How A Kochi-Based Artist Is Reimagining The ‘Ordinary' Through Her Art

How A Kochi-Based Artist Is Reimagining The ‘Ordinary' Through Her Art
Art by Caroline Joseph

It has been a long time since we’ve been locked indoors – 8 and a half months to be precise. Amidst such tumultuous times when human interaction has become minimal and self-quarantining has become the norm of the day, life has come to a standstill in terms of social outings and friendly visits. Even though some of us have had the misfortune of falling into despair during these times, Kochi-based artist and photographer, Caroline Joseph feels that ‘being locked in’ has made her look at ‘everyday things in a newer, more positive light.’ In turn, it has inspired her to incorporate the apparently ‘ordinary’ in her art, through which she aims to subvert the archetype of aestheticism.

“The things around us that we use, yet overlook – things that we never found ‘aesthetic’. I want to create an emotion with the quotidian, find art in the every day,” reveals Caroline.

Poetry and uncanny truths of life are the facets that give fodder to her art.

Caroline’s favourite piece of work of her own is that of a photograph of milk being poured.

“It’s just poured milk, but it is my favorite because it has opened a whole new perspective to me, in terms of photographic aesthetics. It helped me realise that art really is everywhere; it’s how you choose to look at it. After all, our lives are themselves masterpieces in process.”

She sees art through the lens of personal narratives which coalesce the whole of India into a diverse singularity, thereby spreading a message of unity and respect among its citizens.

If given a chance to propose and lead a project with the Indian government, she would want to engage different people from different parts of India in a storytelling project where each one of them can voice their own perspectives and tell their own stories, thereby reclaiming the rich history of India’s diversity. She wants to amplify the eclectic voices of India to remind people that ‘even if our differences seem like a battlefield, we are all brothers and sisters from the same soil at the end of the day.’

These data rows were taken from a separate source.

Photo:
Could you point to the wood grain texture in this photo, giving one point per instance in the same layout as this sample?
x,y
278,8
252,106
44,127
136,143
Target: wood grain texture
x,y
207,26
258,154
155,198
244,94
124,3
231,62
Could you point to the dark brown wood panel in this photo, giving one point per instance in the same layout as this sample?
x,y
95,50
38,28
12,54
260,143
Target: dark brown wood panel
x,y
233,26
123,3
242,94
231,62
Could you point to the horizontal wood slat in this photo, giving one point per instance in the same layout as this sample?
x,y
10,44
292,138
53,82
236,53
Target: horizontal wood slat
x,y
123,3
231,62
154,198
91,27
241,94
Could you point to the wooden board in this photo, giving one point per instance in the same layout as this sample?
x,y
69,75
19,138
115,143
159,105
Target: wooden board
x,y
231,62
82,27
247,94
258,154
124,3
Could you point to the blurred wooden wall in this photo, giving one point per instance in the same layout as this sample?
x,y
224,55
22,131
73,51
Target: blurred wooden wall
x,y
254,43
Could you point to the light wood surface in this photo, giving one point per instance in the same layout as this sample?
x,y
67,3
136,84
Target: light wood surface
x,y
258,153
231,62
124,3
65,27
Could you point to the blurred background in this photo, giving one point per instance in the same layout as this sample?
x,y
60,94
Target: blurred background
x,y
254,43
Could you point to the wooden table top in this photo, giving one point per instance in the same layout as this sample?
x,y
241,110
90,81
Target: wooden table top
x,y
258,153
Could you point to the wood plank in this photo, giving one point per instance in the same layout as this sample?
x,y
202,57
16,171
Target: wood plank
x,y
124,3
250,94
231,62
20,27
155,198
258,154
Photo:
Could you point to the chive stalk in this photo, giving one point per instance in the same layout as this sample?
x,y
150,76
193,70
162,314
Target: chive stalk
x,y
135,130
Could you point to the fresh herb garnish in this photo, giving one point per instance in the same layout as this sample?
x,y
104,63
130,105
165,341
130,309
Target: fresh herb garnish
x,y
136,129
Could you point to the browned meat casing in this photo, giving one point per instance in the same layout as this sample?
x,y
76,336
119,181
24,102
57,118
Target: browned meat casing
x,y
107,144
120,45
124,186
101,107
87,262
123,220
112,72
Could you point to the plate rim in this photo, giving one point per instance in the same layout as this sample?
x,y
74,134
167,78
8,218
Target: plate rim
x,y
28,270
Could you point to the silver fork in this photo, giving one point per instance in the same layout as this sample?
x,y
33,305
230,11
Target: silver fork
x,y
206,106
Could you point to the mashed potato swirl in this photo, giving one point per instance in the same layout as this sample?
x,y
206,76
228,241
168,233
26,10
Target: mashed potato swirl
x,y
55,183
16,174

She believes that it is important to address this matter, since it is the inability to rise above our differences and accept each other for who we are, that has led to the rising instances of communalism and hatred in India. Apart from these, she wishes to engage in projects that empower women and uplift their socio-economic positions in society.

P.S.: She highly admires the work of her Indian contemporary, Rhea Gupte.